La storia – e persino la preistoria – è piena di archi e frecce. Pur con forme e materiali molto diversi, l’arco è sempre stato presente, anche se nel tempo ha cambiato significati, approcci e interpretazioni che vanno ben oltre gli scopi originari – caccia, guerra, ritualità filosofica, sport –, gli stili, le discipline e le sigle d’appartenenza.

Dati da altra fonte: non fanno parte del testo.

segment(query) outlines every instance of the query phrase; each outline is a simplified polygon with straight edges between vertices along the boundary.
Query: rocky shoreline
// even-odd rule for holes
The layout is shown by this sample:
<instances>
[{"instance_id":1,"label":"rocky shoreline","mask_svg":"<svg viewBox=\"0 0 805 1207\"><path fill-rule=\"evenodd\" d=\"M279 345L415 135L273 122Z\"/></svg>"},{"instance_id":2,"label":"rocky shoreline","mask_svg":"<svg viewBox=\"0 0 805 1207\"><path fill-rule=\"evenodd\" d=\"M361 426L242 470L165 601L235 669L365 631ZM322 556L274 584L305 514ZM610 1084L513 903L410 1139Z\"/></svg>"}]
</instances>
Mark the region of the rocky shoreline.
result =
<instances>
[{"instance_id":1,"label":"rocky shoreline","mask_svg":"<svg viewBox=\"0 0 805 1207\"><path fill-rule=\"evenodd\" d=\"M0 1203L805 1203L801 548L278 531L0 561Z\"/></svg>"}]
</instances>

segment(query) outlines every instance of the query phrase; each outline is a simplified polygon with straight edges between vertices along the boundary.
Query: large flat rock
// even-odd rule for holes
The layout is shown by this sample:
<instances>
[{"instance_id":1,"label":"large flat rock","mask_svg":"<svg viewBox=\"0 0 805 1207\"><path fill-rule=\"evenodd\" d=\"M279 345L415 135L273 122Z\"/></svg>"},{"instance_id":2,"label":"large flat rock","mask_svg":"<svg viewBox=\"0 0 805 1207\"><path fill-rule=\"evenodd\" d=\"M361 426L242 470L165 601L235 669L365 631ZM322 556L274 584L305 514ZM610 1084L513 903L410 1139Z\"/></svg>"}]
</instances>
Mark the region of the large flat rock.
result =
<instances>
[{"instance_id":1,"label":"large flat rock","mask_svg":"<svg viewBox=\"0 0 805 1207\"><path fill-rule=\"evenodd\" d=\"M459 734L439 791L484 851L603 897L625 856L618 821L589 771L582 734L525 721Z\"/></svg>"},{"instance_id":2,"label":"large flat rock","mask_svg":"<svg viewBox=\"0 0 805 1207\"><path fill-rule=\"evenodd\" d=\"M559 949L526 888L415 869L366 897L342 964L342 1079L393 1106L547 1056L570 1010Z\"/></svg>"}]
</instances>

In fin dei conti, non importa essere esperti toxofili o perfetti dilettanti. Ciò che conta è allargare le vedute, bilanciare tensioni e rilasci, trasformare l’ispirazione in azione, l’ideale in realtà, la volontà in cambiamento concreto e non spegnere il sentimento della vita. Il successo e la soddisfazione di sentire il “profumo del tiro” non si misurano solo nel numero di centri, ma nelle lezioni – e trasformazioni – apprese lungo il percorso, che è sempre individuale, perché nessuno tira allo stesso modo o per lo stesso motivo. Tenendo questi aspetti vivi e operanti, impareremo ad accettare le sfide del destino, a migliorarci nella forma e, soprattutto, nella sostanza, come persone.